Il s'en suit que la déclaration d'accident du travail, bien qu'établie par la société employeuse qui en a l'obligation, ne fait que retranscrire les déclarations de son salarié.
Dans ses réponses au questionnaire de la caisse, celui-ci explique trés précisément le fait accidentel en ces termes : 'suite à une livraison de deux volumes de chemin de câbles (...) métalliques, il a fallu procéder au déchargement (...) Je tiens le volume en équilibre avec une corde en ayant détaché les sangles de la grue au préalable, M. [K] s'est rendu au véhicule pour chercher des sangles à cliquet, pour arrimer le tout, durant ce laps de temps l'effort à maintenir la charge a été trop long étant donné mes douleurs dorsales, j'ai donné plus de force sur les bras (...)'. ' Je précise que l'effort physique sur la durée engendré par cette opération n'a pas été propice à mon bras gauche survenu le 28/07/2016 suite à un accident de travail en ayant diagnostiqué une tendinite et là, actuellement, je retrouve les même symptômes que par le passé en tirant sur une charge vers moi... J'ai bien ressenti la douleur après l'effort le mal s'est amplifié sur les deux jours suivants dans la limite du supportable (...)Vendredi matin (...)je ne pouvais plus allonger le bras dans la hauteur.'
Le certificat médical initial, établi par le docteur [T], médecin généraliste, le 9 novembre 2018, soit trois jours après le fait accidentel allégué, fait état de douleur aigüe à l'épaule gauche.
Contrairement aux premiers juges, la cour considère que la proximité dans le temps des constatations médicales par rapport à la date des faits allégués, ainsi que l'identité de la nature et du siège de la lésion médicalement constatée avec celle déclarée à la caisse, sont autant d'éléments objectifs corroborant les déclarations du salarié.

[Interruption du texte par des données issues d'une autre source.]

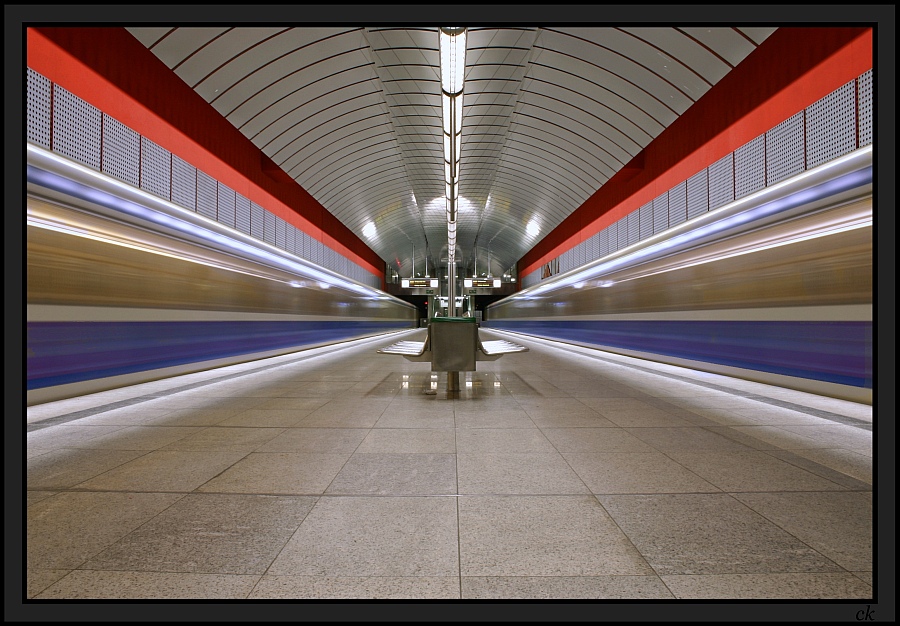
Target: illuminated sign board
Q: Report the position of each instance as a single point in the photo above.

Il importe peu que l'employeur n'ait été avisé du fait accidentel que lundi 12 novembre 2016, puisque l'apparition de la lésion a bien été médicalement constatée dès le vendredi 9 novembre avant le week-end pendant la durée duquel le salarié n'est pas sous la subordination de son employeur.
Ces éléments suffisent à présumer l'imputabilité de l'accident au travail, peu important qu'aucun témoin n'ait été interrogé par la caisse.

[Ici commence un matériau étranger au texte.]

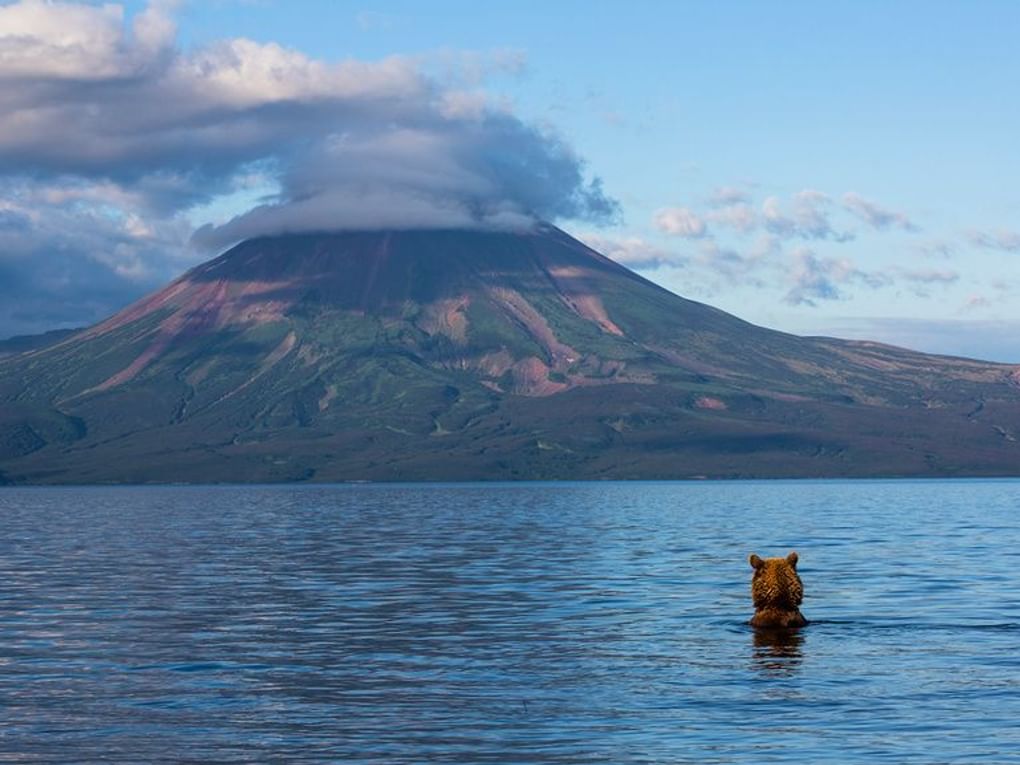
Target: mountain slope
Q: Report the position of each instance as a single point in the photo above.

La décision de la caisse, de prendre en charge l'accident au titre de la législation sur les risques professionnels, est bien-fondée, à moins que l'employeur ne justifie d'une cause étrangère au travail.

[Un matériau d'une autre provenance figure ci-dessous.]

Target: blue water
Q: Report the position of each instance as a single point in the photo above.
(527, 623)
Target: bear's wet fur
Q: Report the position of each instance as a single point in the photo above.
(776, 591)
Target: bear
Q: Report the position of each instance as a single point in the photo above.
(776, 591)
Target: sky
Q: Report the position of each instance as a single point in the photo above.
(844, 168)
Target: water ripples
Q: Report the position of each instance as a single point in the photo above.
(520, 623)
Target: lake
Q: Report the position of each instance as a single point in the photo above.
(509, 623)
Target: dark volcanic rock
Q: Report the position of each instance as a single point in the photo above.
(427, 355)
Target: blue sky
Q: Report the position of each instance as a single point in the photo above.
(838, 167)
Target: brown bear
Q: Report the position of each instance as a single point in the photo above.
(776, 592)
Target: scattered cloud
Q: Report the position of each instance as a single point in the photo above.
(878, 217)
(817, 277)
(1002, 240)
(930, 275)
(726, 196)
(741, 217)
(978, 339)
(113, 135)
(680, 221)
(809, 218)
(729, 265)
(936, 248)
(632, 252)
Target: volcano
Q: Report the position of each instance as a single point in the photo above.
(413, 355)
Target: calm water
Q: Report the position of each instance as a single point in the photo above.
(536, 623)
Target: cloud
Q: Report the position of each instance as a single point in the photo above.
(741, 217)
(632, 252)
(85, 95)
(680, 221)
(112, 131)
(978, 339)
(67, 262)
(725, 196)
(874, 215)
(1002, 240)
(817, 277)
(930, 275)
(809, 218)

La SA [3] ne justifiant pas que l'apparition de la lésion est due à une cause étrangère au travail, la décision de la caisse de prendre en charge l'accident au titre de la législation professionnelle doit lui être déclarée opposable.
Le jugement sera infirmé en toutes ses dispositions.
La SA [3] sera condamnée au paiement des dépens de la première instance et de l'appel en vertu de l'article 696 du code de procédure civile.
En outre, en application de l'article 700 du code de procédure civile, la SA [3] sera condamnée à payer à la caisse primaire d'assurance maladie du Bas-Rhin la somme de 1.000 euros à titre de frais irrépétibles.
PAR CES MOTIFS
La cour statuant publiquement par décision contradictoire,
Infirme le jugement en toutes ses dispositions,
Statuant à nouveau,
Déclare opposable à la SA [3] la décision notifiée par la caisse primaire d'assurance maladie du Bas-Rhin le 28 janvier 2019 et tendant à prendre en charge l'accident dont [H] [L], son salarié, a été victime le 6 novembre 2018, au titre de la législation sur les risques professionnels,
Condamne la SA [3] à payer à la caisse primaire d'assurance maladie du Bas-Rhin la somme de 1.000 euros à titre de frais irrépétibles,
Condamne la SA [3] au paiement des dépens de la première instance et de l'appel.